Tested size: 4 servings

  • for the sauce
  • 1 tablespoon olive oil

  • 1 large red bell pepper, seeded and cut into small cubes

  • 1 small yellow onion, cut into small cubes (1 cup)

  • 2 teaspoons chopped fresh thyme leaves

  • 1 garlic clove, minced or finely grated

  • 1/4 Scotch chile bonnet or habanero peppers, seeded and diced small, or to taste

  • 1/4 teaspoon fine salt

  • 1/8 teaspoon ground spices

  • 3 tablespoons rice wine vinegar, plus more to taste

  • for fish
  • 1/2 teaspoon sweet paprika

  • 1/4 teaspoon garlic granules

  • 1/4 teaspoon fine salt

  • 1/4 teaspoon freshly ground black pepper

  • Four (5 to 6 ounces) skinless mahi mahi fillets or other firm white fish fillets

  • 2 teaspoons olive oil


Make the sauce: In a medium skillet over medium heat, heat the oil until it shimmers. Add paprika, onion, thyme, garlic, Scotch bonnet pepper, salt, and spices, and cook, stirring occasionally, until vegetables are slightly softened but still crispy, about 2 minutes. Add the vinegar, reduce the heat to medium and simmer until the vegetables have softened a little more but still retain some crispiness, 2 more minutes. Remove from heat and set aside until ready to serve or refrigerate until needed.

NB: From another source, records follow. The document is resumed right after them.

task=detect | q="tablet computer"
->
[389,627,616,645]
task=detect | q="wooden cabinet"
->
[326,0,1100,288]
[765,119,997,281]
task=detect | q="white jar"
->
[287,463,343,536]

Make the fish: In a small bowl, whisk together paprika, granulated garlic, salt, and pepper until combined. Pat dry the fish and then spray it with oil, rubbing it in to distribute it evenly throughout the fish. Sprinkle both sides of the fillets with the seasoning mixture.

Heat a grill or grill pan over medium-high heat (see note). Grill the fish until completely cooked through and grill marks are formed, 2 to 3 minutes per side. Serve the fish with the sauce.


To prepare the grill: If using a gas grill, set it to 450 degrees. If you are using a charcoal grill, fill a chimney with charcoal, light it and when the charcoal is grayish-white with ash, pour it into the charcoal grate, add more charcoal, if necessary, and put the lid on the grill, making sure the vents are open all the way. When all the coals are gray and hot, for about 15 minutes, the grill should be on medium heat. (Use a grill thermometer or test the heat by holding your hand, palm pressing about 4 inches from the grill for about 4 seconds.)

Recipe source

From cookbook author and registered dietitian Eli Krieger.

Tested by Olga Masov.

Email questions to the food department.

Email questions to the food department at

Leave a Reply

Your email address will not be published.